Hij moest al die vormen en begrippen herzien, een dam voor ze opstellen, want anders

zouden ze doorgaan te bestaan, eigenmachtig, en hij zou daardoor telkens in die

onverwachte afgronden wegzakken. Hij moest zich nog oriënteeren in dit nieuwe

leven, dat gistermiddag, vóór de leege Drogeria een aanvang had genomen.... Dus:

Ferri verhuurt kamers. Dat wil zeggen: Bella verhuurt kamers. Van die huur leven

ze zoo'n beetje, want dat drogisterijtje brengt haast niets op... Als hij nu maar uit zijn

oogen keek en logische gevolgtrekkingen maakte, dan zou hij alles weldra begrijpen

en doorzien.

- Grappig, dat hij dat alles nog niet wist, - had die vrouw gevonden. Grappig!

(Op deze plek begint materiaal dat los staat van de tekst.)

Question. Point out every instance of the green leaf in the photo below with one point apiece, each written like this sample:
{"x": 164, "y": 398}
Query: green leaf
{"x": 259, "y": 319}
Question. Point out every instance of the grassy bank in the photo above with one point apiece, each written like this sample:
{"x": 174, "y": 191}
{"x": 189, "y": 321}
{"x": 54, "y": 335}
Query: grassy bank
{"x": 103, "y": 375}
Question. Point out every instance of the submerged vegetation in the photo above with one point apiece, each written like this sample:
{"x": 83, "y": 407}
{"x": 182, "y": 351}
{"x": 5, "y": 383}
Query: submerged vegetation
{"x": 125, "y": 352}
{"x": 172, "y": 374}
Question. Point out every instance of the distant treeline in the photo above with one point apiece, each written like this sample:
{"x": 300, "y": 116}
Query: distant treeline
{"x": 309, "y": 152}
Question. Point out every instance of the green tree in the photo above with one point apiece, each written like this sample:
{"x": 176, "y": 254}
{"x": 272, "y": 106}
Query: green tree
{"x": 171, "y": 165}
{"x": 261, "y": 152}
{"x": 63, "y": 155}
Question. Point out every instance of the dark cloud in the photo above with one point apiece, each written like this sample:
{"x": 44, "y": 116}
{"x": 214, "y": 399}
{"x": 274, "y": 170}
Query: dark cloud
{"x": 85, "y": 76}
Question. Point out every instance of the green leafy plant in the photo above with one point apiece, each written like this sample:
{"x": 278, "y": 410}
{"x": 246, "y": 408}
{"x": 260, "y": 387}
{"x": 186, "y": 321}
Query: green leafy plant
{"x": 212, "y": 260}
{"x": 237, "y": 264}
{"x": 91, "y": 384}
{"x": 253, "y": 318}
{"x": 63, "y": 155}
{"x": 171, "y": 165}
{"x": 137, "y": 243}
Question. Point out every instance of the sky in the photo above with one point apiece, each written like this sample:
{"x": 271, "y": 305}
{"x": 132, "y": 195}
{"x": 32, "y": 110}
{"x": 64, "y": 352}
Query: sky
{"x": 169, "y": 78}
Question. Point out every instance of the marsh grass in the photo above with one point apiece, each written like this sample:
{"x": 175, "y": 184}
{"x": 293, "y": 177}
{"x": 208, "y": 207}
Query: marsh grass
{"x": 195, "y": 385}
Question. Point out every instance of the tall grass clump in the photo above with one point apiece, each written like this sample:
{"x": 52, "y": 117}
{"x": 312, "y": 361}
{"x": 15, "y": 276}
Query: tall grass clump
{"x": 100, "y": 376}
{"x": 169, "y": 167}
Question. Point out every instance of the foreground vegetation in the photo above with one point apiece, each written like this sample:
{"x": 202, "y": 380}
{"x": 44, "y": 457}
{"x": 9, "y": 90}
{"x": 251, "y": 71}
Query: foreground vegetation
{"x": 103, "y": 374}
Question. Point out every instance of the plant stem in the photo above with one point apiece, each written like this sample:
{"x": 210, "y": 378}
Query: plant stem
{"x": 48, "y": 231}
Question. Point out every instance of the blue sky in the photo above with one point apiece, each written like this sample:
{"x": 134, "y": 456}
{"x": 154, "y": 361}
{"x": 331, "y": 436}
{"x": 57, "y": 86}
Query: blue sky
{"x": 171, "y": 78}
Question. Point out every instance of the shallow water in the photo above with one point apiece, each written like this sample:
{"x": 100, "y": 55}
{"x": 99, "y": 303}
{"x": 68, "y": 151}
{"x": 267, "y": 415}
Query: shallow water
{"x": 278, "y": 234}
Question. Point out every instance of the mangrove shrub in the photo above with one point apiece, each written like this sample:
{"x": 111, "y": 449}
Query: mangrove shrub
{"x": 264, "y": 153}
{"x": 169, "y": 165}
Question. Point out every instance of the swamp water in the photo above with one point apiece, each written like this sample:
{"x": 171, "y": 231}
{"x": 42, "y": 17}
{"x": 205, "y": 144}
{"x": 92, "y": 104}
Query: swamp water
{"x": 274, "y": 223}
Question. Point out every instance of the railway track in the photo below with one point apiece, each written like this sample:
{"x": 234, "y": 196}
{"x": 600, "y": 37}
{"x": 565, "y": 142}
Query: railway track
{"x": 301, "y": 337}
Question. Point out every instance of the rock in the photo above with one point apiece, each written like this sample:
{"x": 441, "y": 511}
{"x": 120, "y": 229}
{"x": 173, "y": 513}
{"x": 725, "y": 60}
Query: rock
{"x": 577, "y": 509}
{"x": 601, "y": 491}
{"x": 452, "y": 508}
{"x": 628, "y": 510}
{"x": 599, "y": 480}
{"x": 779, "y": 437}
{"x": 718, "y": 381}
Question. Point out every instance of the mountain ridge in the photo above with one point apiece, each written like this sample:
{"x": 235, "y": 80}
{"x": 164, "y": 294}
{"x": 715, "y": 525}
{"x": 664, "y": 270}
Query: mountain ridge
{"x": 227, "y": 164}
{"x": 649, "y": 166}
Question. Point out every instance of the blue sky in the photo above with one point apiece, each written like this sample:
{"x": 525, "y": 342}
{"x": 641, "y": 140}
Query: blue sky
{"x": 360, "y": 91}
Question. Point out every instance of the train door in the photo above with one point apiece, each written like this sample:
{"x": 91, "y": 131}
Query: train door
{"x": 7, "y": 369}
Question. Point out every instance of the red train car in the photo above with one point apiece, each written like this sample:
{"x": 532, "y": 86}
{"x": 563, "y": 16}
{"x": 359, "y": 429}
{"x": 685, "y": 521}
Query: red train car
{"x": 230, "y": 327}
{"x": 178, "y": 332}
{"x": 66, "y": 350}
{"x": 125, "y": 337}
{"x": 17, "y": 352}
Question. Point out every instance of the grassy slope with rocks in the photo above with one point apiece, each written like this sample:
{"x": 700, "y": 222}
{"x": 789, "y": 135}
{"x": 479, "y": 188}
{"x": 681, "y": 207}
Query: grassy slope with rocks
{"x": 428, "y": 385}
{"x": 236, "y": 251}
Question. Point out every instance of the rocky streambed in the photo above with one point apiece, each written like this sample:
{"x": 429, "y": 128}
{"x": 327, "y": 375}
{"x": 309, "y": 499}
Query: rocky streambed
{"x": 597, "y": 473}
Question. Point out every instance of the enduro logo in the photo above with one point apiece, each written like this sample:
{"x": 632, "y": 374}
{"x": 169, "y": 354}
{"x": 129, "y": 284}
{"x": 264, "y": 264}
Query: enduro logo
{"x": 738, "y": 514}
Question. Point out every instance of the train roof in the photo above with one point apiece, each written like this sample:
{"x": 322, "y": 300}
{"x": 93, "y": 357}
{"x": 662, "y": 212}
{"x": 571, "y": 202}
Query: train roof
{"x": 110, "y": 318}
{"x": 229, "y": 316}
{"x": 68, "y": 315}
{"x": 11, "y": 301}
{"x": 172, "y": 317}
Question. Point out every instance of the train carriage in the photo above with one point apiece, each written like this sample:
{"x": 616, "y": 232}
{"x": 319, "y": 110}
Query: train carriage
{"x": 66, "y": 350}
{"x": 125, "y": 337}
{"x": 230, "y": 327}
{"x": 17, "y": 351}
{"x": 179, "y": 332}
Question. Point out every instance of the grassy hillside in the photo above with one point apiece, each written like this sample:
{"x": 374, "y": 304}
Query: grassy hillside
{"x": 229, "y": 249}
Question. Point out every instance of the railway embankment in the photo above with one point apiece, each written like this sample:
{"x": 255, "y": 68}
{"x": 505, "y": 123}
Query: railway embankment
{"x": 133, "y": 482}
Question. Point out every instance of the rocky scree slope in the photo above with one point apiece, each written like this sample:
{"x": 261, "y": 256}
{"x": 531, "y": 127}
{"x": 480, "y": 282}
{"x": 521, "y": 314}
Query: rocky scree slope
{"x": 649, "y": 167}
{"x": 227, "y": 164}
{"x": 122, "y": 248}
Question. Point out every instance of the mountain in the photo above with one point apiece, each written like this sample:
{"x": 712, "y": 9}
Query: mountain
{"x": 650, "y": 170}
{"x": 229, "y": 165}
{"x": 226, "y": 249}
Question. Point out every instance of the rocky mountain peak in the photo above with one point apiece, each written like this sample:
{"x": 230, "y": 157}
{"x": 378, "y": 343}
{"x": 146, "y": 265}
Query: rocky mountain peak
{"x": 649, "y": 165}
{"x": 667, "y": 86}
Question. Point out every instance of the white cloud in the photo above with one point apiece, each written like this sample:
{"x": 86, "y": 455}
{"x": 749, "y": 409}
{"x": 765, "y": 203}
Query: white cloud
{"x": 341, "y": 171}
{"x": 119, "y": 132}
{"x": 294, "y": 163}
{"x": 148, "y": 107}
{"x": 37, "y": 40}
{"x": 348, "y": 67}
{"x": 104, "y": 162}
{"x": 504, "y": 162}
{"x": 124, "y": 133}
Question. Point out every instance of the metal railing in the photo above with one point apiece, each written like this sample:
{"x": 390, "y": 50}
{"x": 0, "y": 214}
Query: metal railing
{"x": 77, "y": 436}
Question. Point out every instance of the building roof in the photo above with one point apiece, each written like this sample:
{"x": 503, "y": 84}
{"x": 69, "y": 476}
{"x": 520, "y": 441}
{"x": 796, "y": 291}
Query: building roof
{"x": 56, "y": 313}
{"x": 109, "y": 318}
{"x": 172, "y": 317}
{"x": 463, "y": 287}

Jawel! Hij had er een glas wijn bovenop gedronken en verder gedanst. Wat hinderde

het ook? Desnoods kon hij haar zelfs gaan opzoeken! Ze was immers Susanne niet!

Maar ze leek op Susanne.... Susanne in de kamer naast Ferri en Bella.... Hij met

Susanne in onderhuur bij Ferri, dat wil zeggen, bij Bella.... ha, ha, reusachtig grappig!